One of my Minitels (the one that I modified a few years ago to run new firmware) started having power supply problems: the LED was on but nothing else was working. I suspected that the main power/CRT board needed new capacitors and so I recapped it:
Alas, despite some of the older capacitors measuring poorly compared to their specs, that wasn't the problem and so I need to go deeper. The only problem is there are a ton of nasty voltages on this board. Notably the 230V AC input and then the tens of kilovolts generated for the CRT.
Also the board seems to have a short somewhere.
So, it's time to a dim bulb current limiter. Which I didn't have. So I made one.

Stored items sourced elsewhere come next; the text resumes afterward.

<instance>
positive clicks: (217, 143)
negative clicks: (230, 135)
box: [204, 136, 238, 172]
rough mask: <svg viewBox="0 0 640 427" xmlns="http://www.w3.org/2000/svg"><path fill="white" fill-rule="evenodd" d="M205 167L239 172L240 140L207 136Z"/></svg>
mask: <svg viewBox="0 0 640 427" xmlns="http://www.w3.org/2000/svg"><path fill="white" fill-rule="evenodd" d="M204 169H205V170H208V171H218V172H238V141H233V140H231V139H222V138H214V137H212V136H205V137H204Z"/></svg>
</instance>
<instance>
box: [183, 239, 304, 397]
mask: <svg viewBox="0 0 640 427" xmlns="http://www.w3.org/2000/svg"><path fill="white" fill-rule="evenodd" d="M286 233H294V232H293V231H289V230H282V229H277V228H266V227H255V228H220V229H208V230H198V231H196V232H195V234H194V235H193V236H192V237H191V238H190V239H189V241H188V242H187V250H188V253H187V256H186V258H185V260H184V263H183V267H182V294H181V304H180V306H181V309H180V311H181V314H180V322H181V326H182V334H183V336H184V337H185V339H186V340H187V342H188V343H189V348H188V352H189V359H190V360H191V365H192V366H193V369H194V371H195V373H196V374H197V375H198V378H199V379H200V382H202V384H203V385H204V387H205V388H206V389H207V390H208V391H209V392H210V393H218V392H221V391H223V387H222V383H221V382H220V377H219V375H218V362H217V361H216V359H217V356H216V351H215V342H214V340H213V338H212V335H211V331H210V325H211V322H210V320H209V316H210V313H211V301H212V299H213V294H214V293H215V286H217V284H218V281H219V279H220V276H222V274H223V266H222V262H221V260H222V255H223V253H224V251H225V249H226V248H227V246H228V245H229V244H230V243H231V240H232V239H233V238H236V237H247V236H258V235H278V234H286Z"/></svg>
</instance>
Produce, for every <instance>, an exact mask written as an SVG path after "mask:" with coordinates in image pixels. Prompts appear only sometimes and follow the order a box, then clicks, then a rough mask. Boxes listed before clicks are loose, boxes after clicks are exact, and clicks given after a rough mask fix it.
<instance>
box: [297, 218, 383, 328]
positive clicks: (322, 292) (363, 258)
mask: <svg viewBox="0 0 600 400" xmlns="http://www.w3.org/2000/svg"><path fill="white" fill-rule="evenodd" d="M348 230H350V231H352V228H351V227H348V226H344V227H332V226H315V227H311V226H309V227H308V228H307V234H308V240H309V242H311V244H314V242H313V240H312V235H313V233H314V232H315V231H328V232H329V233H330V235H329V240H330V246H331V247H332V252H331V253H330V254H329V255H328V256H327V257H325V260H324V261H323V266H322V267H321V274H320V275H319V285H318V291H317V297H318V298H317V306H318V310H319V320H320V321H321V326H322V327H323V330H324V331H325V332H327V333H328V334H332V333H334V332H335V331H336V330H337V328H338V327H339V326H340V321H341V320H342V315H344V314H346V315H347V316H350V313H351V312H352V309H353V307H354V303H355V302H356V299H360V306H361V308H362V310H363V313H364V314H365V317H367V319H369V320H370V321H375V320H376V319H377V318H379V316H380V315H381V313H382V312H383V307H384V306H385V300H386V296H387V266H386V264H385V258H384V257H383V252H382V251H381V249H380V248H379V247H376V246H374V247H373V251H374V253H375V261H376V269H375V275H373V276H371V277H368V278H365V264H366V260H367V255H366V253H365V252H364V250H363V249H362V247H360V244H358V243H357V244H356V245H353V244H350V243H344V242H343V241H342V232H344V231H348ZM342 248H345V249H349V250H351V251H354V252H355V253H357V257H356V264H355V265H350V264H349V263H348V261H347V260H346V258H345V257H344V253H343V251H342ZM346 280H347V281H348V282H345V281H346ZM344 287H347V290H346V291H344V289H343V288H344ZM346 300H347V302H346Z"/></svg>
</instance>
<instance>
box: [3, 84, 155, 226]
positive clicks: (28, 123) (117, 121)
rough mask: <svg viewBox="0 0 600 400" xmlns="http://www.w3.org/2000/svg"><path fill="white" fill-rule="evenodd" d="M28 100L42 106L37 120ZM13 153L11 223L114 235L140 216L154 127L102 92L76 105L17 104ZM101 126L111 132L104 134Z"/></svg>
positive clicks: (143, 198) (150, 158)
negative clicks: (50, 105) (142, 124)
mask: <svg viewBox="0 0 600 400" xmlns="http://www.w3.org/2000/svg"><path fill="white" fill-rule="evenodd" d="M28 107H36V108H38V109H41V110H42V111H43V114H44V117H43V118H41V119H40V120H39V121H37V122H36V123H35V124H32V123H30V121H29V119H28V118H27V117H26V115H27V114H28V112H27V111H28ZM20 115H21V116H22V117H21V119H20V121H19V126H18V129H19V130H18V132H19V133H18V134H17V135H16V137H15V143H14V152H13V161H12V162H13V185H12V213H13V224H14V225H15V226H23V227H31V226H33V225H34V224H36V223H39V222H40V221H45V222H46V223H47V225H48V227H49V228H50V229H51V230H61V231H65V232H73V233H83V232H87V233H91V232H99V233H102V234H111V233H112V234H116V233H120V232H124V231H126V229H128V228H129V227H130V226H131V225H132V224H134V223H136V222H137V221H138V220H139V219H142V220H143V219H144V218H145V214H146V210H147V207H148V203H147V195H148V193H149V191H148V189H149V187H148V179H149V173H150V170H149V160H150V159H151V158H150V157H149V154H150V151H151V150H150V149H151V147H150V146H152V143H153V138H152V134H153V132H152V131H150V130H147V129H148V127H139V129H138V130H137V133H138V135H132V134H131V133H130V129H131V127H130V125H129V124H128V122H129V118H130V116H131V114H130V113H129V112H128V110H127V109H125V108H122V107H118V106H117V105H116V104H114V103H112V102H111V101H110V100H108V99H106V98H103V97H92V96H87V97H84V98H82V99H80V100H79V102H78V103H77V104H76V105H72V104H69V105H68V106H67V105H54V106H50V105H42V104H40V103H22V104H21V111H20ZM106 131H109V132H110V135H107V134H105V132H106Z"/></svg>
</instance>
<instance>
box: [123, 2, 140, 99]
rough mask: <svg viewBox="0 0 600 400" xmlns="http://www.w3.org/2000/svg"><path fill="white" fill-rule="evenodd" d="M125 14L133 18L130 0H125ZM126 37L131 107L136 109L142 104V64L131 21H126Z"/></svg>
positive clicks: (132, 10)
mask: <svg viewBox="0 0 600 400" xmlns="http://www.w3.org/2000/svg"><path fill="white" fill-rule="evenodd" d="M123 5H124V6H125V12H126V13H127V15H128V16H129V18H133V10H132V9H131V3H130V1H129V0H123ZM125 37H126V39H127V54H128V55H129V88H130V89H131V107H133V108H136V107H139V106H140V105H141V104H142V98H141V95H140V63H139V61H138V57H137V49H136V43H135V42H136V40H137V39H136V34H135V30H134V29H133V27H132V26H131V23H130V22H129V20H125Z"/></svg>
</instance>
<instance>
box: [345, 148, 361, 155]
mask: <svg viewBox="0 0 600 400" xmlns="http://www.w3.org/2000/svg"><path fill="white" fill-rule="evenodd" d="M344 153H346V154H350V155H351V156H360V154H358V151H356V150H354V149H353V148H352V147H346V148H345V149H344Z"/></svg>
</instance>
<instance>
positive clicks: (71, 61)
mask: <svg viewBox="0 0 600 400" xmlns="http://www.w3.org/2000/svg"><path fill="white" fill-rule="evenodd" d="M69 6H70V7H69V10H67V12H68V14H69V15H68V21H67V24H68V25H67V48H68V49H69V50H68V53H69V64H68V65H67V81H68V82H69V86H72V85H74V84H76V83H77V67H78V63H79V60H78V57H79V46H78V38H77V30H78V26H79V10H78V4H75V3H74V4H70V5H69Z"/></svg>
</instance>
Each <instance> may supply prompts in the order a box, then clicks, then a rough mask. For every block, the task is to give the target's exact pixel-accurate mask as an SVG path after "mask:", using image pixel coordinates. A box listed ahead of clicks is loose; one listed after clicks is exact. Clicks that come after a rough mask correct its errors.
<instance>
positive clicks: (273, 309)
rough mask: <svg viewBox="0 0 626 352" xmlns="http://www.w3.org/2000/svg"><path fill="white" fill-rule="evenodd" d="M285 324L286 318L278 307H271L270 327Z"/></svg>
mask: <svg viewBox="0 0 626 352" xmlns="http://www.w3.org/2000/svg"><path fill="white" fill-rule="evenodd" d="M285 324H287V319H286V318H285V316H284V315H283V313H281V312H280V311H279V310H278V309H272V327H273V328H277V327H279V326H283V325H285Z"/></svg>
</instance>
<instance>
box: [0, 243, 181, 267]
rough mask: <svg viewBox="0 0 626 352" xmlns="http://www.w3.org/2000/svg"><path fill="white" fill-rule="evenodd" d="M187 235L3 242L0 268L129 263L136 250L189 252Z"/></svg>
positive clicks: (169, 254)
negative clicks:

Here it is:
It's a remarkably simple device which plugs into a standard power outlet (230V AC) and puts a lightbulb in series with one of the connections. The two wires coming in then go to a standard socket. Thus you plug your device (e.g. my Minitel) into the socket and the lightbulb limits the current.
These things were super common in the past for anyone working with mains voltages.
Works great if you have an incandescent bulb at, say, 100W. A 100W bulb on 230V AC would have a current running through it of I = V/P -> I = 100/230 (approximately 430mA). Limiting the current that way means you're less likely to damage the device you're working on if there's a short. Naturally, using a different bulb would give you a different current. 60W would give you around 230mA. 150W around 650mA.
As the Minitel's input fuse is 630mA, my current limiter will keep things well under its blowing current. Also, if there's a complete short then the bulb will glow brightly.
Here's a look inside:
Power comes in at the top, and goes to a DPST switch. I'm using DPST because it's not easy to know which input wire is live and which is neutral because the European Schuko/Type F plug/socket is not polarized and I like knowing that when I switch something off, it's off! And the DPST has an integrated lamp that gives me a visual reminder that it's on.
Because local power sockets aren't polarised, the power strip I am using for my bench gear uses DPST switches for each socket. It's relatively hard to find one that does this (and says it does). Thanks, Brennenstuhl!
But I digress.
To make my dim bulb current limiter do the right thing, I need a 100W incandescent bulb. These have been on their way to oblivion in the EU since 2009 and were, I believe, eliminated for home use in 2016. It is still possible to buy them, labelled for "industrial use", from some locations.
So, that limits the current and protects the device I'm working on, but what about protecting me. For that, I pair it with an isolating transformer. If you're not familiar with this then here's the basics. In a house the neutral line is connected to ground (typically at the point at which power comes into your house). This means that the 230V coming out the live wire is relative to ground. If I touch it the power will flow through me to ground.
The isolating transformer eliminates the link between live, neutral and ground. It's still outputting 230V but that voltage isn't relative to ground and so I won't get a shock if I touch one of the wires coming from the transformer's socket. Of course, touching both would send 230V through me.
So, having built that I can go back to understanding why my Minitel isn't powering on.